Wie wird Schwindel behandelt?
Behandelt wird immer die grundlegende Erkrankung. Ist der Schwindel beispielsweise auf einen zu hohen Blutdruck zurückzuführen, findet eine entsprechende Behandlung statt, um den Blutdruck zu senken. Liegt eine Entzündung vor, wird der Arzt eventuell ein Antibiotikum einsetzen.

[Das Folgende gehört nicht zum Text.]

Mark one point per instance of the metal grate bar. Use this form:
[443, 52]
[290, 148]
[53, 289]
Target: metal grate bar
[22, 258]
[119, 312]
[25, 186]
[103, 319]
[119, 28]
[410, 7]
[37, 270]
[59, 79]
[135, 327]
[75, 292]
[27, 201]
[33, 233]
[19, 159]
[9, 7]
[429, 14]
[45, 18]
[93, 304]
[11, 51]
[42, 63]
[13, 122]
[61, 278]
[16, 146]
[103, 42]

Wenn eine ursächliche Behandlung nicht möglich ist, kommt eine rein symptomatische Therapie zum Einsatz: mit sogenannten Antivertiginosa. Sie lindern den Schwindel, sollten aber nur kurzzeitig eingenommen werden.
Demgegenüber kann der Arzt Medikamente verordnen, um künftige Schwindelattacken zu vermeiden. Diese müssen über einen längeren Zeitraum eingenommen werden.
Bei vielen Erkrankungen wird auch ein spezielles Gleichgewichtstraining zur sogenannten vestibulären Rehabilitation angewendet. Dabei finden Übungen zur Stabilisierung des Gleichgewichtssystems statt.
Ihr Arzt wird Sie hierzu ausführlich beraten.